でも、真夏の日差しは想像以上に体力を奪います。
長袖ジャージが理想ですが、夏用は意外と種類が少ないんですよね。
そこで今使っているのが、半袖ジャージとUVカット機能のある冷感アームカバーです。
ワークマンのものを使っていますが、汗や水で濡れると気化熱でひんやりして、とても快適です。

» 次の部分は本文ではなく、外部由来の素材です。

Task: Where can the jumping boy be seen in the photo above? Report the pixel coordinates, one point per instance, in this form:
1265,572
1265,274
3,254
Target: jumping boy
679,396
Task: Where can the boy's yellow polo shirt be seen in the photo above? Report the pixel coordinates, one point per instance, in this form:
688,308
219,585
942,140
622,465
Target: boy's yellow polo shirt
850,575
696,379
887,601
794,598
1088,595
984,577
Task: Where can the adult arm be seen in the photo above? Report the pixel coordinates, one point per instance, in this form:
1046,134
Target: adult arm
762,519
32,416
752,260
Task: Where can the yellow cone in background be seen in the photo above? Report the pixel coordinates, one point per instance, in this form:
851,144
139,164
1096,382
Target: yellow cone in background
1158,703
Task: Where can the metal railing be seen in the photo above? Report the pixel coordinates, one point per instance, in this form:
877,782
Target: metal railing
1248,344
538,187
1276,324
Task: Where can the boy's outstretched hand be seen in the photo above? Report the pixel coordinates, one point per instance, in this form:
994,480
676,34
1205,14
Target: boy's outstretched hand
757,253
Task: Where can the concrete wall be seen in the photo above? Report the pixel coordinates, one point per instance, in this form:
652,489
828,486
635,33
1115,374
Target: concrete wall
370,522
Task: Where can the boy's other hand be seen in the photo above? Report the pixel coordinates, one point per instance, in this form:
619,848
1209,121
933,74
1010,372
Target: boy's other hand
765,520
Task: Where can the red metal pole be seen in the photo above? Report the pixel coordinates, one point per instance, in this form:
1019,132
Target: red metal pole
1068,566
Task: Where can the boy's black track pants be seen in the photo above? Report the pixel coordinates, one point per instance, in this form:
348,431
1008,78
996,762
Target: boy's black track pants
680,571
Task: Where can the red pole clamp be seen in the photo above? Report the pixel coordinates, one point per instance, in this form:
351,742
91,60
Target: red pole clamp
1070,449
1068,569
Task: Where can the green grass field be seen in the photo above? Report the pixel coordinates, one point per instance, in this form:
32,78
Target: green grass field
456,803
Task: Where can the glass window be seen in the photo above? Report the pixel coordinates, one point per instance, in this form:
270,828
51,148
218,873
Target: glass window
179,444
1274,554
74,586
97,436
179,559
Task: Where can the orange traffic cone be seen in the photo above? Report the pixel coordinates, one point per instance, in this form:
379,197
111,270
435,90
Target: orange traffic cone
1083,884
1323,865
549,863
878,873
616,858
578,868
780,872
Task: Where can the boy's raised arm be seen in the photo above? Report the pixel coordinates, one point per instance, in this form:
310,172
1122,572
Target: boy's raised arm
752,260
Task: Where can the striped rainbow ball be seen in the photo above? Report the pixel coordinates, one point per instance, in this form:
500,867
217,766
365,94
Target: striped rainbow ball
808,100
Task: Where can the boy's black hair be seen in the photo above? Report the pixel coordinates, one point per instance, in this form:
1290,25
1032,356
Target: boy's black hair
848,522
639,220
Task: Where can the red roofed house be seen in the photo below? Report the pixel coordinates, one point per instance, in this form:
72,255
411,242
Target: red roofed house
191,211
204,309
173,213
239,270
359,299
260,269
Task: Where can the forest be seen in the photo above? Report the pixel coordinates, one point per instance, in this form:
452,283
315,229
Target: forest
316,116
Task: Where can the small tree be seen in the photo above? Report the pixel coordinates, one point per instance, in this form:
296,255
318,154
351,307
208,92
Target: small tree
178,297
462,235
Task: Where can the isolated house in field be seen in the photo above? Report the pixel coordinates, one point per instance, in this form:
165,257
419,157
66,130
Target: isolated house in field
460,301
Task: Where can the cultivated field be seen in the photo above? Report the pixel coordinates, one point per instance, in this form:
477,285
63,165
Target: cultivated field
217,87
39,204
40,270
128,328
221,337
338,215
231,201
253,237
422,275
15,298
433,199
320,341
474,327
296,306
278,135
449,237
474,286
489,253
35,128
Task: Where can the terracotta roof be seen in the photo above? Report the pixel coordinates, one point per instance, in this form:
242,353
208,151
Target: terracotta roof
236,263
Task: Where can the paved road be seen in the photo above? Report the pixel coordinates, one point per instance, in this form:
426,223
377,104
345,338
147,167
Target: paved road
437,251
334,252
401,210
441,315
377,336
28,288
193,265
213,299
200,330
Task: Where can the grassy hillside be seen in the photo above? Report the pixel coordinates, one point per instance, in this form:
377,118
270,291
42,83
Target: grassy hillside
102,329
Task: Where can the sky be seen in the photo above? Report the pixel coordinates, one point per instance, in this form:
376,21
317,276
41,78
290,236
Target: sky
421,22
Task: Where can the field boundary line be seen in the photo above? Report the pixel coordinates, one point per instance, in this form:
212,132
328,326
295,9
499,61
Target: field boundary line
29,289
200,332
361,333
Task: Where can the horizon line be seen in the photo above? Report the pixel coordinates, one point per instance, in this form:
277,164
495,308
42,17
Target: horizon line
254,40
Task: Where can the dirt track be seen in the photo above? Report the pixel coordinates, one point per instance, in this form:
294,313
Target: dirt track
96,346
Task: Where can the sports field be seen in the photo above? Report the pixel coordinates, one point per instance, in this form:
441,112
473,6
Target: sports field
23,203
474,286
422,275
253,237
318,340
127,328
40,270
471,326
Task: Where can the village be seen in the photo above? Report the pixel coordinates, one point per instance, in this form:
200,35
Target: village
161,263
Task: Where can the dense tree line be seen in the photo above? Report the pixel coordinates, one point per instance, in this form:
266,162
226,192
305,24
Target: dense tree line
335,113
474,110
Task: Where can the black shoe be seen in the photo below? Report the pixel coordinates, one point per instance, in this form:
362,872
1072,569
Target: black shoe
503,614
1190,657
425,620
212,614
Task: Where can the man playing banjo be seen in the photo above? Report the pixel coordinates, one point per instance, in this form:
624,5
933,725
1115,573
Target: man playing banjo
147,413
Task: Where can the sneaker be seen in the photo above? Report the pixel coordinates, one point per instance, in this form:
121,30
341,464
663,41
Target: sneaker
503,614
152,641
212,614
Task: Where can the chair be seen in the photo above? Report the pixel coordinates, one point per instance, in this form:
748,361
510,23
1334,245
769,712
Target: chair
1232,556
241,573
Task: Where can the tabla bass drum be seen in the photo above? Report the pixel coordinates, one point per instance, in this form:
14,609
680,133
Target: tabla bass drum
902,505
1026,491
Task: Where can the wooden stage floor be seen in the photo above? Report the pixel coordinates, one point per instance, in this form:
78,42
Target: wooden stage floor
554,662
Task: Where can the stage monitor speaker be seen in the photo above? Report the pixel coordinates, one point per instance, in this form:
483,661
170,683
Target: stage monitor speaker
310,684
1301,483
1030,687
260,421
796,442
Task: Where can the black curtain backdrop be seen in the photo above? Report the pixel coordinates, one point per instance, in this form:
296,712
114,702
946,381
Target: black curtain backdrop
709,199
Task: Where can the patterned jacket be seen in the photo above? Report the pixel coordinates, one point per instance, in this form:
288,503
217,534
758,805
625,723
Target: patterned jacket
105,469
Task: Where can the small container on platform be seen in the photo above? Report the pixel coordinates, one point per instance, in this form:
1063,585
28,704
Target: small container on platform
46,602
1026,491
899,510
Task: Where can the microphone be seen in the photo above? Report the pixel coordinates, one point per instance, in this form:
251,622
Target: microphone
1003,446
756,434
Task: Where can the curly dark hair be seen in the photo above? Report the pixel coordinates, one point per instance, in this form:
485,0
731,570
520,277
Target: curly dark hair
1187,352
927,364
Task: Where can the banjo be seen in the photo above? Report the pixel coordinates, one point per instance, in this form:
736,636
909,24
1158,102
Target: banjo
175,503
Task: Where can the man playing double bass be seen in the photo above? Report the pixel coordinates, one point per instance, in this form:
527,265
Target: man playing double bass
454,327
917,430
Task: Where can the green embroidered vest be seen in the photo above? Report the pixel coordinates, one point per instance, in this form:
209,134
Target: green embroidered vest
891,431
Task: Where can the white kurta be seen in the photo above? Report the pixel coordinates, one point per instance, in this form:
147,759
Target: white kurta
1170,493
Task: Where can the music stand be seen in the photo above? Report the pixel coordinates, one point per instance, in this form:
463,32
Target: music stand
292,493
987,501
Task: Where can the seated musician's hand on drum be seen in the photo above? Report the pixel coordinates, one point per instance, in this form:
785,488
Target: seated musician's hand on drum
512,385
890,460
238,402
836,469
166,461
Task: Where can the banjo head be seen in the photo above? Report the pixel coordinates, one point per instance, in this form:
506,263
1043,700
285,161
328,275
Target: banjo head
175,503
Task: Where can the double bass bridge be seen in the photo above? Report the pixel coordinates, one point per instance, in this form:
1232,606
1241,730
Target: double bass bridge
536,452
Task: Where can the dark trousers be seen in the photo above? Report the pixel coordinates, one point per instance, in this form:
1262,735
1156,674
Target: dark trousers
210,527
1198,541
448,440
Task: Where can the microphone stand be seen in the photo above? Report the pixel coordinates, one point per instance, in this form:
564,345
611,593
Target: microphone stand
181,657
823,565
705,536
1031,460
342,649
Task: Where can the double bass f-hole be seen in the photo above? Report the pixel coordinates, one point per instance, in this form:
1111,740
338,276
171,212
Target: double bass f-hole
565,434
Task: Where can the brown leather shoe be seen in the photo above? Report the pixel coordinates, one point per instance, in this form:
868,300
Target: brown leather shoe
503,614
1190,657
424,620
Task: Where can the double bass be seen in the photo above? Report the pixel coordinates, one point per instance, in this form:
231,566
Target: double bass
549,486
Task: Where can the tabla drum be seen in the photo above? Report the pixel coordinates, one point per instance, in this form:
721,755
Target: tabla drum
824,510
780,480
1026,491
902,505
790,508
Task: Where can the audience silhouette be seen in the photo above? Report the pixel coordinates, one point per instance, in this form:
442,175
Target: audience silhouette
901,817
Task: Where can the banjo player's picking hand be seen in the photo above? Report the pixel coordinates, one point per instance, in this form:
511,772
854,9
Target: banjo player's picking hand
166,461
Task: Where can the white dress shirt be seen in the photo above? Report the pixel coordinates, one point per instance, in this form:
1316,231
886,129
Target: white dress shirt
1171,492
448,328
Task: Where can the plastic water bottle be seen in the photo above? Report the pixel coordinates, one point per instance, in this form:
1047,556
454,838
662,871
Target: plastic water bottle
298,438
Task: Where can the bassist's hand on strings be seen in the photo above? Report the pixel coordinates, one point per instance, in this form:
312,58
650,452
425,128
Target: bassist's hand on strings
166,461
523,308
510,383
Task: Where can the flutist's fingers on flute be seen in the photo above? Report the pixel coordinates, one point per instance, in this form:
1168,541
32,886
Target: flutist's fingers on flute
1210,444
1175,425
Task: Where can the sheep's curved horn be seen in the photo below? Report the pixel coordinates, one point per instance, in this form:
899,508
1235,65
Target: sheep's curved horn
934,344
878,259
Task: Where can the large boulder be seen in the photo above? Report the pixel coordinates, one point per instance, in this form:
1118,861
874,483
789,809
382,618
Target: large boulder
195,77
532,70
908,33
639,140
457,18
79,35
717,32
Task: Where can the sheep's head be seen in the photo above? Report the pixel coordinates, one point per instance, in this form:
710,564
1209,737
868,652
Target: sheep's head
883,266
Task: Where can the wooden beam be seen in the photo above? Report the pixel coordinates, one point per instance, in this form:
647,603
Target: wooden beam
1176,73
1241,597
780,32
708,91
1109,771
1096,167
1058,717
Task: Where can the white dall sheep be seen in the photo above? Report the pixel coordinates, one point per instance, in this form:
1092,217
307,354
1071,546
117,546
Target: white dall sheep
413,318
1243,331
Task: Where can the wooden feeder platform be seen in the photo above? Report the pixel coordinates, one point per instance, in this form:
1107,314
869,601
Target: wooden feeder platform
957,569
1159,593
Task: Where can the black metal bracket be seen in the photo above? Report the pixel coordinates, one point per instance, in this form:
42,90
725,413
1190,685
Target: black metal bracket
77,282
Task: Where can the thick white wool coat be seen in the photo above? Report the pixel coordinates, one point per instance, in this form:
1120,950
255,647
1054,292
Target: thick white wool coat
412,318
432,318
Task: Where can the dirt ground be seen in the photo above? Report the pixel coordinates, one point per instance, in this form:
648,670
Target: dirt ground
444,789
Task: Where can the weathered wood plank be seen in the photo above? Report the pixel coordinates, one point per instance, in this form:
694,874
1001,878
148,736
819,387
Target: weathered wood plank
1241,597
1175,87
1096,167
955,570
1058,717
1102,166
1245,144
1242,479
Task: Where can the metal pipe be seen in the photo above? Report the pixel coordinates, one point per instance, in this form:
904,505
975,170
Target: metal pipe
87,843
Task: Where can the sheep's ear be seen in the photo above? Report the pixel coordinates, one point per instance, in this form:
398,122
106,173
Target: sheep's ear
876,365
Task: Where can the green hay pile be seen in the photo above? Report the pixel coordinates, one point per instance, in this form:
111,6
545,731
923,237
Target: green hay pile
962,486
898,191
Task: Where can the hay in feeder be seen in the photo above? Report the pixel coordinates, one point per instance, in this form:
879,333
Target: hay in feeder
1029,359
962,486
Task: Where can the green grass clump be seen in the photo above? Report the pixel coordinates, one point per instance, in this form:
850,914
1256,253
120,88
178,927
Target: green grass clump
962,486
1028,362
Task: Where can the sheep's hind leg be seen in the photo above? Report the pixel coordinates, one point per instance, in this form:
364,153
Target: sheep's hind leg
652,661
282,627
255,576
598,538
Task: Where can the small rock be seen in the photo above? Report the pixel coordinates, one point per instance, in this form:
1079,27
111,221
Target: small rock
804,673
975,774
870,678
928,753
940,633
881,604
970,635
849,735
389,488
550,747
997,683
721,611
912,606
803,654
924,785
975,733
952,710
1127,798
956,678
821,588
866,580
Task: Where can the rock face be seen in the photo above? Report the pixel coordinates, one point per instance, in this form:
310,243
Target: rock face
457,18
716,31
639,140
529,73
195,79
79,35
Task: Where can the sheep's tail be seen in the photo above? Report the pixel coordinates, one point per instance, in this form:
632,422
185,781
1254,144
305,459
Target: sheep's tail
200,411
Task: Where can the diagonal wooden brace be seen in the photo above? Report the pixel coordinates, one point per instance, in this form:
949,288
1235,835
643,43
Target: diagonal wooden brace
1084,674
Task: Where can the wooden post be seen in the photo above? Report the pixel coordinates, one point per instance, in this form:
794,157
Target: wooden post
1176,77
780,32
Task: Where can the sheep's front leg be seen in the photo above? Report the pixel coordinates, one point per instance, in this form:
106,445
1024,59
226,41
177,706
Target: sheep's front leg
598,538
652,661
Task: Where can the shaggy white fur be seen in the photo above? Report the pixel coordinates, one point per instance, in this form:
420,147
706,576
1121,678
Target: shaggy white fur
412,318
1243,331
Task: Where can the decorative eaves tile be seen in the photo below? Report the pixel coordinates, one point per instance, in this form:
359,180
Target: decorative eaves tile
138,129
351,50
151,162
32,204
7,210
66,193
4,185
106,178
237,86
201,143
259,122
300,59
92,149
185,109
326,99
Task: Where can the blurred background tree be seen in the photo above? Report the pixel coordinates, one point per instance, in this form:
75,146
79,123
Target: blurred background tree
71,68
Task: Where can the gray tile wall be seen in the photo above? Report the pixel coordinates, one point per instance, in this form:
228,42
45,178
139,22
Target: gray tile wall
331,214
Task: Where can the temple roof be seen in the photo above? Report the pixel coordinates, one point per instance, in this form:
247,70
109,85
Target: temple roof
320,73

さらに、公園の水道を見つけたら、アームカバーや頭に水をかけます。
一気に体感温度が下がって、
「あー、生き返った。」
と思わず声が出ます。
夏はこんな瞬間が本当に気持ちいい。
暑いからこそ味わえる楽しさなのかもしれません。
凍らせた補給ゼリーは一石二鳥
最近のお気に入りは、補給ゼリーを凍らせて背中のポケットに入れることです。
走り始めは保冷剤代わり。
背中が少しひんやりして気持ちいい。
少し溶けてきた頃には、そのまま補給にもなります。
特別なアイテムではありません。
ちょっとした工夫ですが、夏ライドでは意外と助かっています。
「今日は乗らない」という選択もロードバイク
夏になると、「せっかくの休日だから走らなきゃ」と思うことがあります。
でも最近は、その考え方も変わりました。
暑すぎる日。
疲れが残っている日。
なんとなく気分が乗らない日。
そんな日は、乗りません。
無理をしても楽しくありません。
それどころか、暑さで判断力が落ちることのほうが怖い。
ちょっとした油断が落車や事故につながるかもしれません。
ロードバイクは、また来週でも乗れます。
だから、「休む勇気」も大切な技術だと思っています。
夏だからこそ出会える景色がある
無理をしない。
水分をしっかり摂る。
塩分やミネラルも補給する。
暑さに合わせて走る時間を選ぶ。
そうやって夏と付き合っていると、不思議と「暑いから走れない季節」ではなくなってきます。
真っ青な夏空。
河川敷に響くセミの鳴き声。
青々とした田んぼを渡ってくる風。
大きな入道雲を眺めながらペダルを回し、木陰に入った瞬間にふっと涼しくなる。
ボトルの水をひと口飲んで、
「あー、生き返った。」
と思わずつぶやく。
夏のライドには、春や秋にはない景色があります。
暑いからと家にいるだけでは、この景色には出会えません。
趣味は、少しずつ熟成させるくらいがちょうどいい
ロードバイクだけではありません。
私はテニスも長く続けています。
写真を撮るのも好きです。
どれも若い頃は、「もっと上手くなりたい」「もっと結果を出したい」という気持ちが強かった気がします。
もちろん、その気持ちは今もあります。
でも、それだけでは長続きしませんでした。
趣味は、一気にのめり込むより、少しずつ時間をかけて熟成させたほうが楽しい。
無理をしない。
でも、やめない。
その積み重ねが、気づけば人生のライフワークになっていました。
ロードバイクも同じです。
今年の夏も暑い。
きっと来年の夏も暑いでしょう。
だから私は、暑さとは勝負しません。
そんな夏を何年も繰り返しているうちに、不思議と去年より暑さに慣れ、去年より少し遠くまで走れるようになっていました。
無理をして頑張ったからではありません。
楽しみながら続けてきた結果でした。
ロードバイクは速く走ることだけが楽しさではありません。
季節とうまく付き合いながら、自分のペースで走り続けること。
夏には夏しか見られない景色があります。
無理をしないから、その景色までたどり着ける。
来年の夏もまた、
「ん〜、今日もいい感じに暑いっ!」
そう言いながらペダルを回せたら、それだけで十分幸せなんじゃないかと思っています。